The drafted audit presented at the board meeting by Tom Koop, Certified Public Accountant from Larson Allen Weishair & Co. supported Dr. Maurer’s assertion that much of the district’s current deficit can be attributed to the MARSS Audit. “Essentially, the district’s General Fund is in the black by $10,746 which means you’ve come very close to breaking even,” said Koop. He did caution the board about the long road that lay ahead of the district in the recovery process. He strongly urged board members, “Once this recovery begins to take place, it is strongly suggested that the board works on rebuilding its Reserve Fund. Even if that means a modest amount every year, it should still be considered a priority once finances have been stabilized.”

Koop also informed board members about changes that will be taking place over the next few years regarding the method in which all government entities report their finances. “Within the next few years, it is expected that all government units will operate under a new financial reporting format. This will apply to school districts as well as other government agencies. They will be expected to conduct and report their financial audits similar to the way any other business is required to report its finances. This will even entail inventories in each building.”
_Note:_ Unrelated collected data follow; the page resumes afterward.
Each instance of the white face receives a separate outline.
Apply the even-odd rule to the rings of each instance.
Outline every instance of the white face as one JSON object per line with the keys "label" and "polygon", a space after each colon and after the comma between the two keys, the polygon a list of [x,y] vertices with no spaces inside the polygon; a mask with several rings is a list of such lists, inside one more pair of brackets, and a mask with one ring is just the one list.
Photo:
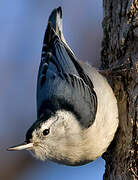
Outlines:
{"label": "white face", "polygon": [[68,111],[57,111],[54,117],[33,131],[34,155],[41,159],[50,159],[73,165],[83,159],[83,133],[76,117]]}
Koop also suggested to board members that the district make a better attempt at segregating employee duties. “I am aware that in a district of this size it is not always possible for employees to have complete segregation in their job duties, but this is an area you might want to look at. Perhaps, a periodic review to consider increasing the segregation of duties within the accounting department would be beneficial to the district.”

Susan Prosapio, board member, was concerned about the $300,000 in special aid the district received from the legislature. “Apparently, since the CFL sent the district that money prior to July 1, 2000, the money was plugged into last year’s budget and helped off-set the MARSS debt. But, I’m concerned because I believe the board figured that special aid into this year’s budget. This loss could really have an effect on this year’s budget.”

Prosapio then requested an updated revenue report for the 2001 school year. “I would like these numbers before January 31, 2001, the alotted time for getting a plan to the state. I think this is necessary so we can present a clear picture to the CFL.”

Prosapio then directed several questions to Tom Koop. “I am curious as to why I am looking at a draft, and not a final audit, on December 18. Aren’t we required to get an audit to the state by December 31, 2000? I’m also concerned that we’ve now spent 45 percent more on this year’s audit than last year’s audit, and basically it’s still not completed.”

Koop responded to Prosapio’s inquiries, “There are several reasons why this audit has been delayed and more costly. Primarily, we were waiting for numbers from the state. Most importantly, the MARSS numbers. We really could not proceed without them. There were also some systems computer problems in the district which held the process up. Lastly, this is Mr. Hasz first year as district business manager. We have spent a lot of time bringing him up to speed on the requirements of this year-end process. Undoubtedly, it has become easier for him as he has become better acquainted with the process.”

At this time, there has not been any special meetings planned to discuss the Statutory Operating Debt. The next school board meeting is scheduled for January 8, 2001, at 7 p.m. in the Media Center at the Little Falls Community High School.

Blurb: “It’s fair to say when you take a good look at these numbers that the district would have been very close to breaking even financialyy for the 2000 school year.” Dr. George Maurer.